The proposal seeks to introduce the right to choose an assisted death for terminally ill, mentally competent adults in Scotland.

Jersey’s citizen’s jury on assisted dying

Since March 2021 a citizen’s jury in Jersey has met to hear expert and personal testimony on assisted dying and to consider a change in the law on the island. The jury published its initial recommendations in June, calling for islanders who are terminally ill and unbearably suffering to be able to request medical assistance to end their own life.

Over the coming months the States of Jersey will develop policy proposals and the jury will publish a final report before a debate in the States Assembly by the end of this year.

International developments

In the US, assisted dying as an option for terminally ill, mentally competent adults in their final months of life is legal in 11 jurisdictions: Oregon (1997), Washington, Vermont, Montana, the District of Columbia, California, Colorado, Hawaii, New Jersey, Maine and New Mexico (legislation approved April 2021).

In Australia, assisted dying is a legal choice for terminally ill citizens in Victoria (June 2019), Western Australia, Tasmania and South Australia (legislation approved June 2021).

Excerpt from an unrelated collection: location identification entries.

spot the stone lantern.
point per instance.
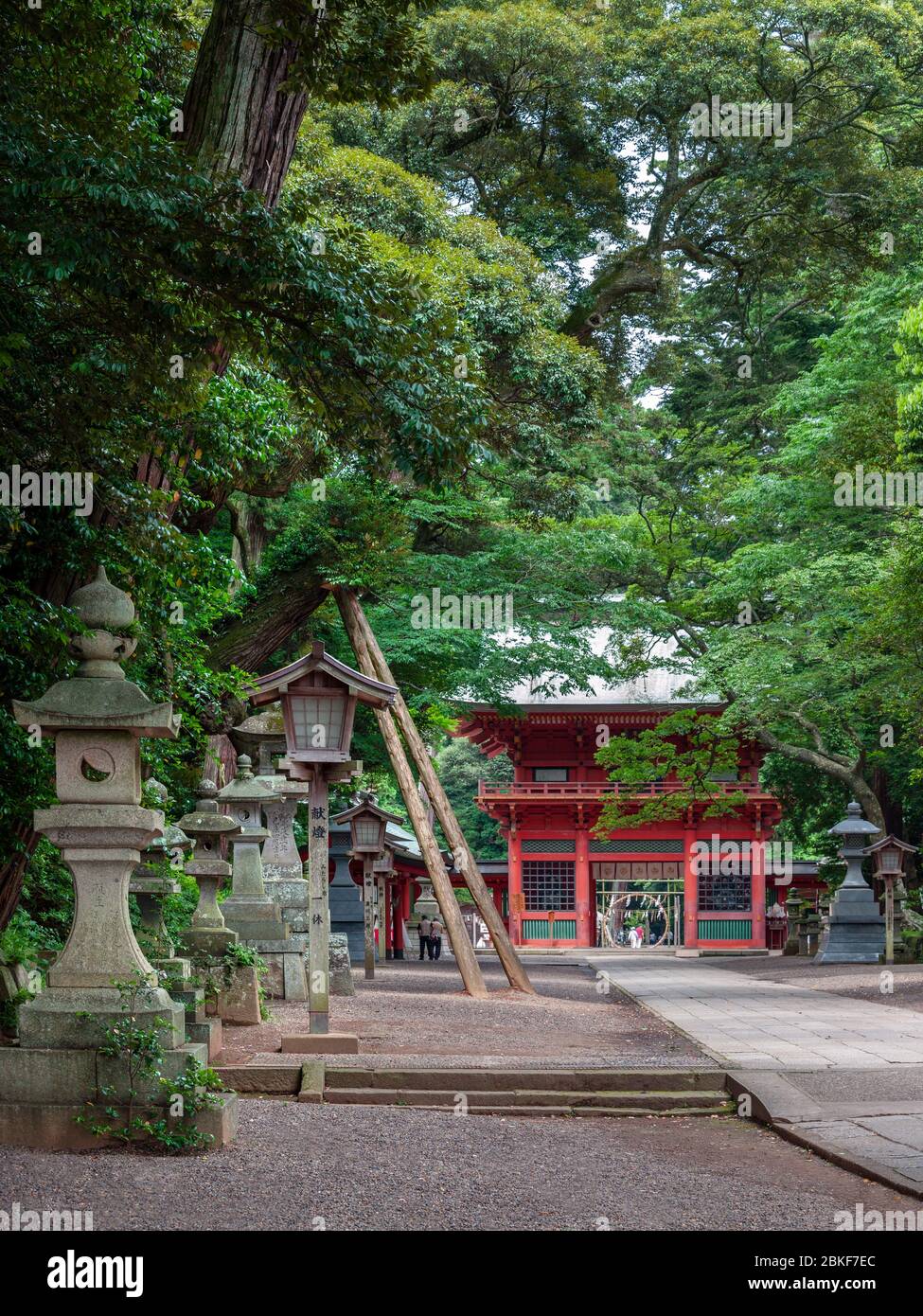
(208, 934)
(248, 908)
(367, 824)
(151, 880)
(856, 928)
(97, 719)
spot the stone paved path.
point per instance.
(834, 1074)
(754, 1024)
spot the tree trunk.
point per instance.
(844, 773)
(236, 117)
(276, 614)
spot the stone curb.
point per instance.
(784, 1107)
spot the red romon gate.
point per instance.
(633, 912)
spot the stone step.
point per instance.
(529, 1099)
(506, 1080)
(593, 1111)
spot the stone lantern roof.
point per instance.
(205, 823)
(99, 695)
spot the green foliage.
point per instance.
(687, 746)
(461, 766)
(128, 1111)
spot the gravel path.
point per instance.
(414, 1015)
(377, 1167)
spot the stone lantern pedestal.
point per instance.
(235, 989)
(250, 911)
(856, 930)
(100, 828)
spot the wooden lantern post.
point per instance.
(319, 697)
(383, 867)
(888, 856)
(367, 824)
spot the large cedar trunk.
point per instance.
(278, 613)
(236, 118)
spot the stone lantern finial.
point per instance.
(105, 610)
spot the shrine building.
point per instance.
(568, 887)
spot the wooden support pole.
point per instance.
(382, 921)
(356, 620)
(319, 906)
(445, 897)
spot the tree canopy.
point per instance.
(471, 297)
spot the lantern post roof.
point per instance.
(853, 824)
(892, 843)
(366, 807)
(245, 787)
(377, 694)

A bill is currently being debated in Queensland.

New Zealand is set to implement an assisted dying law allowing this option for terminally ill, mentally competent citizens by November 2021, following a public referendum on the End of Life Choice Act in October 2020.

Spain passed a law allowing assisted dying in March 2021 to be implemented later this year.

In Ireland, assisted dying is set to be examined by a Special Oireachtas Committee, as recommended by the Justice Committee in July 2021.

Austria’s Supreme Court ruled in December 2020 that its blanket ban on assisted dying is unconstitutional and the practice will be decriminalised in limited circumstances by 2022.

Germany began considering potential assisted dying legalisation in January 2021 after its Constitutional Court struck down the ban in 2020.

Canada introduced assisted dying legislation in 2016.

Assisted dying is permitted in Switzerland, including for foreign nationals, and broader right-to-die laws are in place in Belgium, the Netherlands and Luxembourg.